И они презрительно усмехнулись.
— Ну, а ураганы? А багио? — иронически спросил другой. — Это ли не чудеса?
— Любой рыбак их предскажет!
— Да, если у власти — дурак… Скажи мне, что у тебя в голове, и я скажу, какие у тебя лапы! Вот увидите, рука руку моет: газеты чуть ли не вымаливают митру для отца Сальви.
— И он ее получит! Он ее выцарапает!
— Вы так думаете?
— Еще бы! Теперь митру за любую чепуху дают. Я знаю одного, кому она досталась за меньшие заслуги: сочинил какую-то дурацкую книжонку, доказал, что индейцы ни к чему иному, кроме ремесла, не способны… Одни избитые фразы!
— Что правда, то правда! Такие несправедливости только вредят религии! — воскликнул другой. — Если бы митры имели глаза и могли видеть, на чьи черепа…
— Если бы митры были как природа… — прогнусавил третий. — Natura abhorret vacuum…[181]
— Потому они и прирастают к таким головам: их притягивает пустота! — заметил еще кто-то.
Это и многое другое говорилось в монастырях, но мы избавим наших читателей от прочих комментариев, политических, философских или просто пикантных. Мы лучше поведем читателя в дом частного лица, и так как в Маниле у нас мало знакомых, пойдем к капитану Тинонгу, гостеприимному человеку, который так настойчиво просил Ибарру почтить его дом своим присутствием.
В обширном, богато обставленном зале собственного дома в Тондо собралось все семейство капитана Тинонга. Убитый горем хозяин сидел в глубоком кресле, растерянно потирая лоб и затылок, а его жена, капитанша Тинонг, плакала и поучала мужа в присутствии двух дочек, которые слушали, забившись в угол, неподвижные, ошеломленные, немые.

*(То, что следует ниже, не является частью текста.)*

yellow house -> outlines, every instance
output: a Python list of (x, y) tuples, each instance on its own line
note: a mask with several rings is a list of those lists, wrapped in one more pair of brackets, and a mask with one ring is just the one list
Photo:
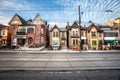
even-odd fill
[(7, 26), (0, 24), (0, 47), (7, 46)]
[(56, 25), (50, 30), (50, 45), (53, 49), (63, 49), (67, 47), (67, 30), (58, 28)]

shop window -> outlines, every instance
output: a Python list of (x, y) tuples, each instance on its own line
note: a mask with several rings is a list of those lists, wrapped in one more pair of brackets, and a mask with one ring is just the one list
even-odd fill
[(55, 32), (53, 32), (53, 37), (55, 37)]

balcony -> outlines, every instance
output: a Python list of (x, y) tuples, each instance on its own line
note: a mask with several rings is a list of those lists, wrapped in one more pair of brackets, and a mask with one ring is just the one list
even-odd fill
[(17, 35), (26, 35), (26, 32), (16, 32)]

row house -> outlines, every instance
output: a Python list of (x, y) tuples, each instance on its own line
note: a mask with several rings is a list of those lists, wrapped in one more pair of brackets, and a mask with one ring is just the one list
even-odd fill
[(65, 28), (58, 28), (57, 25), (55, 25), (50, 30), (50, 46), (53, 49), (67, 47), (67, 30)]
[(110, 26), (100, 26), (104, 34), (104, 44), (110, 43), (112, 46), (120, 45), (120, 33), (116, 28)]
[[(63, 38), (63, 34), (65, 38)], [(110, 26), (92, 23), (88, 27), (81, 26), (80, 29), (77, 22), (74, 22), (71, 26), (67, 23), (66, 29), (63, 30), (55, 25), (50, 30), (50, 45), (55, 49), (58, 49), (60, 46), (64, 48), (62, 44), (67, 48), (77, 50), (80, 48), (82, 50), (85, 48), (103, 49), (103, 46), (108, 45), (108, 43), (111, 46), (115, 46), (115, 44), (120, 45), (119, 37), (119, 30)]]
[(120, 45), (119, 30), (106, 25), (91, 24), (87, 30), (87, 42), (90, 49), (103, 49), (103, 45), (111, 47)]
[(104, 43), (103, 30), (100, 29), (100, 26), (91, 24), (87, 28), (87, 43), (88, 47), (91, 49), (98, 49)]
[(10, 45), (9, 26), (0, 24), (0, 47), (8, 47)]
[[(86, 37), (86, 27), (81, 26), (81, 31), (79, 25), (75, 21), (72, 26), (69, 23), (66, 26), (67, 29), (67, 47), (71, 49), (80, 49), (83, 48), (83, 45), (86, 44), (87, 37)], [(80, 32), (81, 32), (81, 40), (80, 40)], [(81, 45), (80, 46), (80, 42)]]
[(10, 20), (11, 47), (13, 46), (42, 46), (46, 44), (47, 24), (37, 14), (32, 20), (25, 21), (21, 16), (15, 14)]

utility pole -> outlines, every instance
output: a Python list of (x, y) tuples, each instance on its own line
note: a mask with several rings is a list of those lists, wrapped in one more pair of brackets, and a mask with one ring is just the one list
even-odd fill
[(79, 12), (79, 31), (80, 31), (80, 52), (81, 52), (81, 16), (80, 16), (80, 5), (78, 6), (78, 12)]

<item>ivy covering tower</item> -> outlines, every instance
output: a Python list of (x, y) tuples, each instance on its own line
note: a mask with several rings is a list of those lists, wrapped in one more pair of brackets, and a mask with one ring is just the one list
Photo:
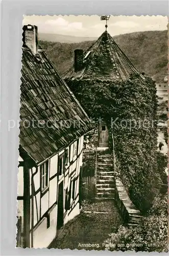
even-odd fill
[(85, 52), (75, 51), (74, 64), (64, 78), (89, 116), (98, 121), (98, 146), (112, 148), (113, 135), (116, 170), (133, 203), (146, 212), (160, 180), (156, 89), (154, 82), (134, 67), (107, 28), (106, 24)]

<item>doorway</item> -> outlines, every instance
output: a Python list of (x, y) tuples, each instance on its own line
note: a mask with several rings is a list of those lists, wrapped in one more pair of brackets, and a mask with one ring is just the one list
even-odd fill
[(109, 146), (109, 132), (105, 122), (102, 122), (99, 126), (99, 147)]
[(59, 185), (58, 200), (57, 229), (63, 226), (63, 181)]

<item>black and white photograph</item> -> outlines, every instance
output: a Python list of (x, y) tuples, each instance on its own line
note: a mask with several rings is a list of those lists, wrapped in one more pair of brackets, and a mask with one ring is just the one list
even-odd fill
[(16, 247), (168, 252), (167, 22), (23, 16)]

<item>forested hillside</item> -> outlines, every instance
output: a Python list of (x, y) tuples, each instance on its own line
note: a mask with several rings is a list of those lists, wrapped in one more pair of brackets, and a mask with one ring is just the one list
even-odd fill
[[(167, 73), (167, 31), (146, 31), (119, 35), (113, 37), (140, 72), (161, 82)], [(78, 43), (39, 41), (58, 71), (62, 74), (74, 61), (76, 49), (85, 50), (93, 41)]]

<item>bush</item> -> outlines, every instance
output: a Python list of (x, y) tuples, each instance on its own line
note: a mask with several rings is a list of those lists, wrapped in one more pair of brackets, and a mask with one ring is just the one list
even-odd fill
[[(110, 250), (167, 251), (167, 196), (158, 195), (140, 226), (120, 226), (105, 242)], [(112, 245), (115, 245), (115, 246)]]
[[(146, 213), (160, 183), (156, 154), (157, 125), (152, 125), (157, 120), (154, 82), (139, 75), (132, 75), (130, 80), (123, 82), (77, 79), (66, 81), (90, 117), (95, 121), (100, 117), (107, 121), (110, 145), (112, 146), (113, 133), (121, 178), (133, 203)], [(114, 124), (112, 120), (116, 118)], [(123, 120), (127, 122), (127, 127), (122, 125)], [(149, 126), (146, 121), (150, 122)]]

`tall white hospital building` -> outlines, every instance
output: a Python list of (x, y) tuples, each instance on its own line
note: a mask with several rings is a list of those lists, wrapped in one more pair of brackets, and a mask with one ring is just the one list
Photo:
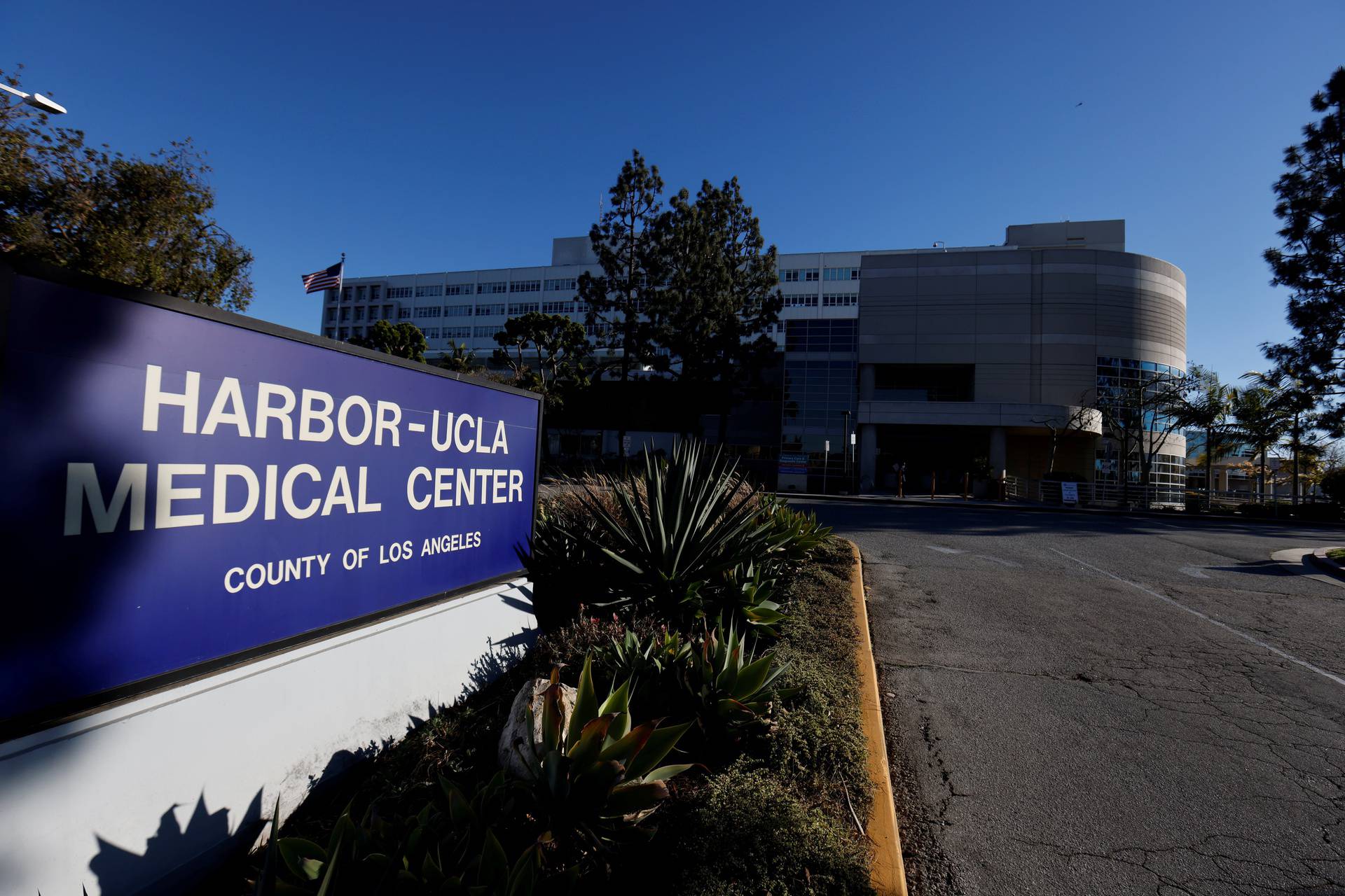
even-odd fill
[[(582, 271), (599, 273), (588, 236), (553, 240), (547, 266), (348, 278), (324, 297), (319, 332), (410, 321), (430, 355), (465, 343), (488, 356), (510, 316), (582, 324)], [(1015, 224), (999, 246), (787, 253), (779, 274), (779, 443), (752, 447), (781, 459), (781, 489), (818, 489), (824, 467), (833, 482), (890, 488), (897, 463), (960, 481), (978, 458), (1038, 478), (1044, 420), (1099, 384), (1186, 367), (1186, 277), (1127, 253), (1123, 220)], [(593, 443), (615, 450), (611, 433)], [(1157, 457), (1154, 478), (1174, 494), (1185, 454), (1171, 434)], [(1093, 422), (1057, 443), (1054, 466), (1118, 481), (1127, 465)]]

— Ай, пресвятая дева де Антиполо! — кричала женщина. — Ай, пресвятая дева дель Росарио и де ла Корреа! Ай-яй-яй! Пречистая дева де Новаличес!
— Мама! — укоризненно прошептала младшая дочь.
— Я тебе говорила! — продолжала мать назидательным тоном. — Я тебе говорила! Ай, пресвятая дева дель Кармен, ай!
— Но ты же мне ничего не говорила! — осмелился возразить капитан Тинонг плачущим голосом. — Напротив, ты мне говорила, что хорошо бы почаще бывать у Тьяго и поддерживать с ним дружбу, потому что… потому что он богат… И ты мне говорила…
— Что? Что я тебе говорила? Я тебе этого не говорила, я тебе ничего не говорила! Ах, если бы ты меня слушал!
— Теперь ты все сваливаешь на меня! — с горечью возразил он, хлопнув ладонью по подлокотнику кресла. — Разве ты мне не говорила, что я правильно сделал, что пригласил его отобедать с нами, потому что он богат… Ты же говорила, что мы должны завязывать дружбу только с богатыми? Охо-хо!